Age-Related RPE changes in Wildtype C57BL/6J Mice between 2 and 32 Months.

Purpose: This study provides a systematic evaluation of age-related changes in RPE cell structure and function using a morphometric approach. We aim to better capture nuanced predictive changes in cell heterogeneity that reflect loss of RPE integrity during normal aging. Using C57BL6/J mice ranging from P60-P730, we sought to evaluate how regional changes in RPE shape reflect incremental losses in RPE cell function with advancing age. We hypothesize that tracking global morphological changes in RPE is predictive of functional defects over time.

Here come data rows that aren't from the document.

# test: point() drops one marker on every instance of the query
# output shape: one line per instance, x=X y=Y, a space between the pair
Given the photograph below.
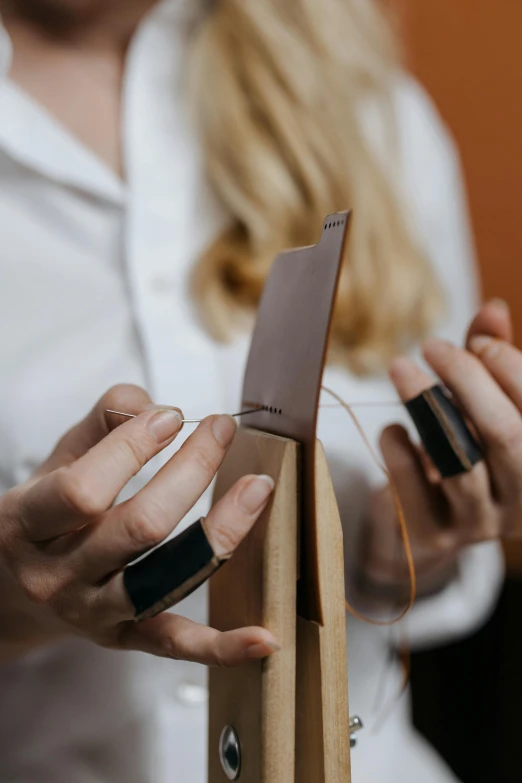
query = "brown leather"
x=171 y=572
x=285 y=368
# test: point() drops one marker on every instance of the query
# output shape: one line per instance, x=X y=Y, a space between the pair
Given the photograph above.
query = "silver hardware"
x=230 y=753
x=356 y=725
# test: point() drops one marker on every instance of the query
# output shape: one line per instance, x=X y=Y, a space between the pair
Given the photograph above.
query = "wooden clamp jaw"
x=286 y=719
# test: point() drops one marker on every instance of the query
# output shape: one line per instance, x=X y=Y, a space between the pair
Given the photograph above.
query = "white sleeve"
x=435 y=195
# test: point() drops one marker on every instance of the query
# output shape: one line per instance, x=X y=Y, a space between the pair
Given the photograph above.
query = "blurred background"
x=468 y=54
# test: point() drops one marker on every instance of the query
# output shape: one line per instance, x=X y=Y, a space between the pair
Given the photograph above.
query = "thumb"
x=96 y=425
x=492 y=320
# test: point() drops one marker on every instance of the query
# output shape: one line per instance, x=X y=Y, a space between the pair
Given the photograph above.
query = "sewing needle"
x=184 y=421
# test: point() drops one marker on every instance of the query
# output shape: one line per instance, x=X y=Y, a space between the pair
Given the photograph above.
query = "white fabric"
x=94 y=292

Methods: We tested three groups of C57BL/6J mice (young: P60-180; Middle-aged: P365-729; aged: 730+) for function and structural defects using electroretinograms, immunofluorescence, and phagocytosis assays.

Results: The largest changes in RPE morphology were evident between the young and aged groups, while the middle-aged group exhibited smaller but notable region-specific differences. We observed a 1.9-fold increase in cytoplasmic alpha-catenin expression specifically in the central-medial region of the eye between the young and aged group. There was an 8-fold increase in subretinal, IBA-1-positive immune cell recruitment and a significant decrease in visual function in aged mice compared to young mice. Functional defects in the RPE corroborated by changes in RPE phagocytotic capacity.

Conclusions: The marked increase of cytoplasmic alpha-catenin expression and subretinal immune cell deposition, and decreased visual output coincide with regional changes in RPE cell morphometrics when stratified by age. These cumulative changes in the RPE morphology showed predictive regional patterns of stress associated with loss of RPE integrity.